Up to 20 percent of the people who become infected have symptoms such as fever, headache, and body aches, nausea, vomiting, and sometimes swollen lymph glands or a skin rash on the chest, stomach and back. Symptoms can last for as short as a few days, though even healthy people have become sick for several weeks.

About one in 150 people infected with WNV will develop severe illness. The severe symptoms can include high fever, headache, neck stiffness, stupor, disorientation, coma, tremors, convulsions, muscle weakness, vision loss, numbness and paralysis. These symptoms may last several weeks, and neurological effects may be permanent.

If you are experiencing symptoms of WNV, contact your health care provider.

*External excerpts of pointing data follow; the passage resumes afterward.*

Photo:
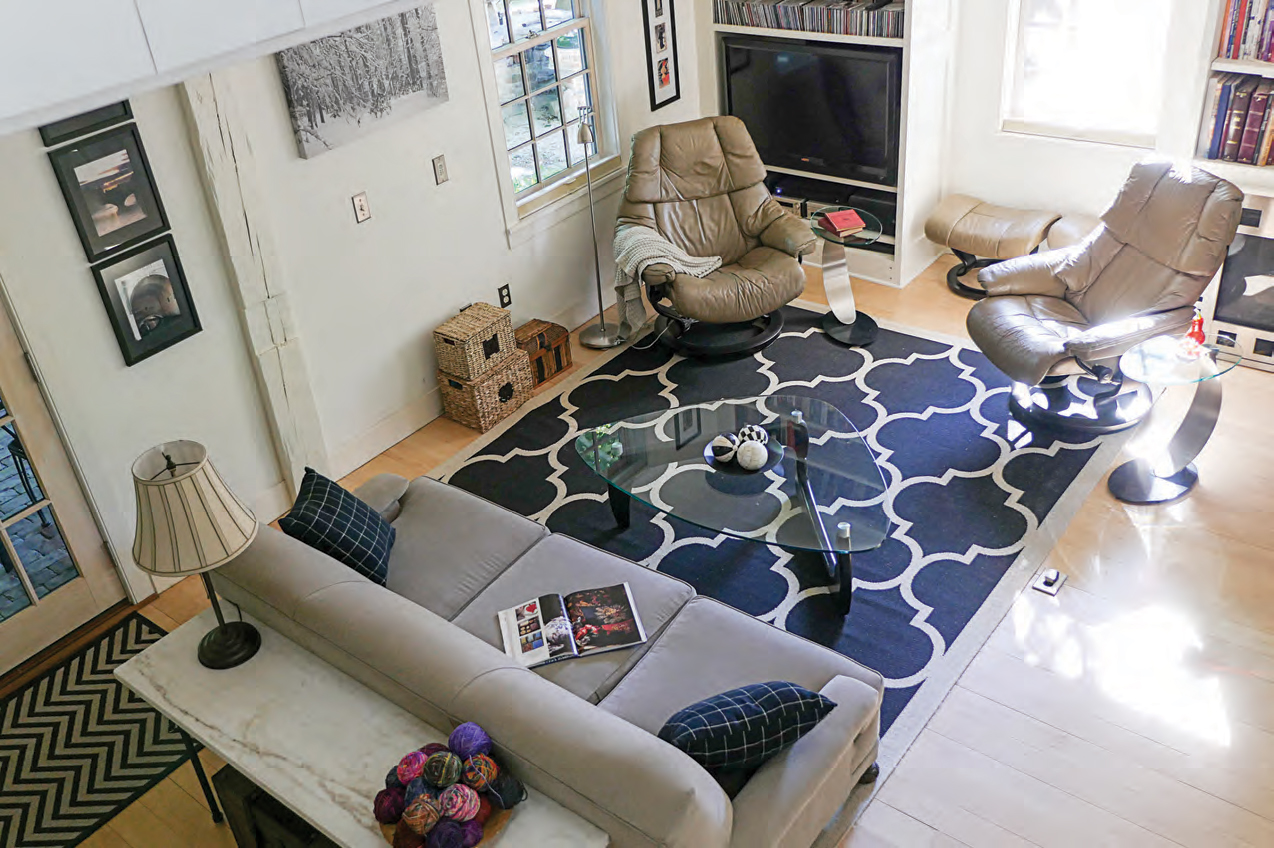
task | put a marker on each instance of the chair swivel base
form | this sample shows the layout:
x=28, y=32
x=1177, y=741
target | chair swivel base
x=708, y=340
x=1051, y=406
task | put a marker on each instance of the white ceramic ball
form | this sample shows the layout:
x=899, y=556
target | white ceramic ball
x=752, y=456
x=724, y=447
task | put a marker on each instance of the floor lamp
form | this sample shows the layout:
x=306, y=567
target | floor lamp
x=600, y=335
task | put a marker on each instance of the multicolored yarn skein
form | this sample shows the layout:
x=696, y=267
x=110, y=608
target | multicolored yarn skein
x=442, y=769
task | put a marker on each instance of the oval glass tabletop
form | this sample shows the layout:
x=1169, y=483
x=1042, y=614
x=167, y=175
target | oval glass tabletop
x=818, y=465
x=1176, y=360
x=868, y=236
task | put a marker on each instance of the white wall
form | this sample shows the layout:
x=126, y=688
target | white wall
x=201, y=388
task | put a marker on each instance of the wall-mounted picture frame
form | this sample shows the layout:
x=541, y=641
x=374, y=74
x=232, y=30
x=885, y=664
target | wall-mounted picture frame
x=85, y=124
x=110, y=191
x=661, y=59
x=147, y=298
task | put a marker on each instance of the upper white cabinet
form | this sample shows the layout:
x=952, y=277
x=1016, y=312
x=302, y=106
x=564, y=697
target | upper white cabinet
x=185, y=32
x=59, y=50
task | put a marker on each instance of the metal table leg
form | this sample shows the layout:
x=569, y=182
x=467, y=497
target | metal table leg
x=844, y=322
x=1171, y=474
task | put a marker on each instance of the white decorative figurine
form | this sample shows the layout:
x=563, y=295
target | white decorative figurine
x=724, y=447
x=752, y=455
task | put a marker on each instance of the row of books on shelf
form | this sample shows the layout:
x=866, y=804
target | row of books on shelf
x=879, y=18
x=1237, y=120
x=1247, y=31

Although the majority of people who are infected will not show any symptoms at all, it’s important to protect yourself and your family from infection. When dealing with West Nile virus, prevention is your best bet. Fighting mosquito bites reduces your risk of getting this disease, along with others that mosquitoes can carry.

Avoid mosquito bites by:
  • Using insect repellent.
  • Wearing light-colored long pants and long-sleeved shirts to cover exposed skin.
  • Limiting outside exposure during the evening hours when mosquito activity is at its highest.
  • Eliminating mosquitoes inside your house.
Mosquito-proof your home by:
  • Ridding your backyard of standing water. Common places include old tires, buckets, wheelbarrows, gutters, and pet dishes.
  • Emptying plastic wading pools, birdbaths, plant pots, or drip trays every four to five days.
  • Draining standing puddles, ditches, tree holes, or tree stumps.
  • Ensuring your swimming pools and decorative ponds/fountains are clean and operational.
  • Fixing or installing window and door screens around your home, and properly maintaining your evaporative cooler.
  • Avoiding over-watering your lawn.